基于分级多目标决策的干线公交速度引导模型

交通运输系统工程与信息 ›› 2021, Vol. 21 ›› Issue (2): 145-150.

基于分级多目标决策的干线公交速度引导模型

尚春琳¹，刘小明^*1，田玉林¹，董路熙¹，唐少虎²

1. 北方工业大学，城市道路智能交通控制技术北京市重点实验室，北京 100144； 2. 北京联合大学，城市轨道交通与物流学院，北京 100101

收稿日期:2020-11-28 修回日期:2020-12-29 出版日期:2021-04-25 发布日期:2021-04-25
作者简介:尚春琳(1989- )，男，山东日照人，博士生。
基金资助:
国家重点研发计划/National Key Research and Development Program of China(2018YFB1601003)；北京市自然科学基金/ Natural Science Foundation of Beijing, China(8172018)；北京市教委科技计划项目/ Scientific Research Project of Beijing Educational Committee(KM202111417003)。

Hierarchical Multi-objective Model for Arterial Dedicated Bus Speed Optimization

SHANG Chun-lin¹ , LIU Xiao-ming^*1 , TIAN Yu-lin¹ , DONG Lu-xi¹ , TANG Shao-hu²

1. Beijing Key Lab of Urban Road Traffic Intelligent Technology, North China University of Technology, Beijing 100144, China; 2. College of Urban Rail Transit and Logistics, Beijing Union University, Beijing 100101, China

Received:2020-11-28 Revised:2020-12-29 Online:2021-04-25 Published:2021-04-25

摘要/Abstract

摘要：

为解决干线公交速度引导存在多要素关联约束强，全局效果差的问题，本文提出基于分级多目标决策的干线公交速度引导模型。基于公交线路运行特性的全局优化指标优势分析，设计以公交线路综合准点率为主，交叉口停车次数和分段引导速度均衡为辅的线路全局优化目标体系，并考虑多目标间的关联约束和优先控制差异，构建基于拉格朗日乘子法和遗传算法分层组合的干线公交速度引导分级多目标递阶决策模型；最后，通过实际场景测试，验证模型的有效性。测试结果表明：模型能够克服非全局指标优化的局部最优问题，将全线路各班次综合准点率和交叉口停车次数由非全局指标的69.67%和2.37次 ⋅ 班-1 提升到90.53%和1.23次 ⋅ 班-1；并且综合准点率比全局多目标加权方法提升8.65%，能够较好保障综合准点率目标的优先性，有效提升干线公交的通行效率和服务可靠性。

关键词: 智能交通, 专用道公交优先, 分级多目标优化, 速度引导, 拉格朗日乘子法

Abstract:

In order to solve the problems of strong multi-factor linkage constraints and poor overall effect in arterial bus speed guidance, this paper proposes a hierarchical multi-objective speed guidance optimization model. A multiobjective optimization framework is designed to maximize the punctuality rate as the first-priority objective while the number of stops at intersections and the consistency of speed taking as the secondary objectives. With the associated constraints and priority among the multiple objectives, a hierarchical multi- objective decision- making approach is constructed by a combination of the Lagrangian multiplier method and genetic algorithm. Finally, an experiment based on actual scenarios is adopted to verify the effectiveness of the proposed model. The experiment results show that the model can guarantee the improvement of multiple performance indexes. It increases the overall punctuality rate from 69.67% to 90.53% and decreases the number of stops at intersections from 2.37 to 1.23 for each bus. Compared with the non-hierarchical multi-objective optimization method, the overall punctuality rate is improved by 8.65% in this hierarchical optimization method. The hierarchical optimization method provides the priority of the overall punctuality rate, and effectively improve the traffic efficiency and service reliability of dedicated buses.

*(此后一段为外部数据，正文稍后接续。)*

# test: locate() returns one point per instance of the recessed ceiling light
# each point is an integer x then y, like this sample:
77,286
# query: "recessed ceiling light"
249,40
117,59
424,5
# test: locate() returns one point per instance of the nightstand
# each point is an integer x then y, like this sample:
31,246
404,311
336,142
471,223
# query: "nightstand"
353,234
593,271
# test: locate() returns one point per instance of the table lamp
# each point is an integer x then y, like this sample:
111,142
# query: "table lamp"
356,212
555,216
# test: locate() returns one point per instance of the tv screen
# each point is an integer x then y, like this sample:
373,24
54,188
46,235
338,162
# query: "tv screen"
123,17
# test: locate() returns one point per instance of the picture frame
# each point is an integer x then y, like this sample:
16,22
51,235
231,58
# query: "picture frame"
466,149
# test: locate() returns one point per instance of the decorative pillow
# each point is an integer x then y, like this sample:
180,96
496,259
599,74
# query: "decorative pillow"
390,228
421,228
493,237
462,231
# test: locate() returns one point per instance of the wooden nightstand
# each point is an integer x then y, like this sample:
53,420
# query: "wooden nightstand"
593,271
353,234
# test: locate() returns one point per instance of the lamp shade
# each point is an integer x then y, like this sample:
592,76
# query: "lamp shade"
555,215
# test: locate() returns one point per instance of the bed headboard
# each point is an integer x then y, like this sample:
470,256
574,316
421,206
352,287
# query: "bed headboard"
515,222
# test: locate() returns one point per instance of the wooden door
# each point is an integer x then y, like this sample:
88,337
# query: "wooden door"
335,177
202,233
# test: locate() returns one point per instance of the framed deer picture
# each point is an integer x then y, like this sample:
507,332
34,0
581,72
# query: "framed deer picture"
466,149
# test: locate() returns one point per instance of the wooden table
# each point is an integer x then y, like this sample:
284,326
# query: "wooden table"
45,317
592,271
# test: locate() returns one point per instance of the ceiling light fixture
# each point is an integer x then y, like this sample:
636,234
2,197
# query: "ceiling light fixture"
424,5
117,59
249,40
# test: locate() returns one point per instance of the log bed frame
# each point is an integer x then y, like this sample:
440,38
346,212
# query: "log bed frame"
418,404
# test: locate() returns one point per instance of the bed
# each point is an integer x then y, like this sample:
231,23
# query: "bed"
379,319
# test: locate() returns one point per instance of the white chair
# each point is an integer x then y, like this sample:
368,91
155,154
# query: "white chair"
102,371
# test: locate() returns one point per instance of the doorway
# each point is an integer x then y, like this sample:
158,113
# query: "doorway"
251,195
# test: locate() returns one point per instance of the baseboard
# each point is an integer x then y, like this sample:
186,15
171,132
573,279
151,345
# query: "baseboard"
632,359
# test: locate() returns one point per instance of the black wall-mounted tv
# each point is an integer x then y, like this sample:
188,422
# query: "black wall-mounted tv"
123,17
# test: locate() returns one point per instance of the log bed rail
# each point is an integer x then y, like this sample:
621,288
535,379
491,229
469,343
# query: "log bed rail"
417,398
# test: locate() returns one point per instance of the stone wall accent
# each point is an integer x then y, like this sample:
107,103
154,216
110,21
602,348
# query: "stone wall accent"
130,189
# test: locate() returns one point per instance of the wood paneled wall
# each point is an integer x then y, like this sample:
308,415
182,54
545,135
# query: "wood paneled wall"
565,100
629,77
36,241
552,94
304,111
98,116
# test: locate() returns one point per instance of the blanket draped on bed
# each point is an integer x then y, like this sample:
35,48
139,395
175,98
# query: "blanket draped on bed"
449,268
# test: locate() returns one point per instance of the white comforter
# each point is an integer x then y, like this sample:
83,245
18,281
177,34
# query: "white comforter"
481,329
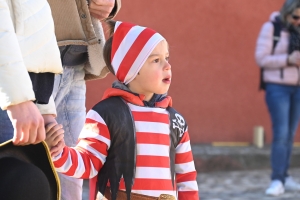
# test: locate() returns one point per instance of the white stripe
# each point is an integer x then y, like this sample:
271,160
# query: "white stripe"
136,108
125,45
183,147
90,134
153,150
80,168
152,127
187,186
93,151
142,57
185,167
95,116
153,173
155,193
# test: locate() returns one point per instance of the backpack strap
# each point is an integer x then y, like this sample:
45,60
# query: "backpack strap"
178,127
276,38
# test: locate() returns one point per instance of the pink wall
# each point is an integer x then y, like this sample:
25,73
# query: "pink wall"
215,77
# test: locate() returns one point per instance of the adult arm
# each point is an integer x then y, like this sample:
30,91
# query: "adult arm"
16,92
264,47
104,9
87,158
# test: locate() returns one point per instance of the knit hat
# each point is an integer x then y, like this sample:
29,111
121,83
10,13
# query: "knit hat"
131,46
13,158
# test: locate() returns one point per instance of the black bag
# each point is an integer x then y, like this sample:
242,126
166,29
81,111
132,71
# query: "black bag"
276,36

Key words: intelligent transportation, dedicated bus priority, hierarchical multi-objective optimization, speed guidance, Lagrange multiplier method

中图分类号:

U491

尚春琳，刘小明，田玉林，董路熙，唐少虎. 基于分级多目标决策的干线公交速度引导模型[J]. 交通运输系统工程与信息, 2021, 21(2): 145-150.

SHANG Chun-lin, LIU Xiao-ming,TIAN Yu-lin, DONG Lu-xi, TANG Shao-hu. Hierarchical Multi-objective Model for Arterial Dedicated Bus Speed Optimization[J]. Journal of Transportation Systems Engineering and Information Technology, 2021, 21(2): 145-150.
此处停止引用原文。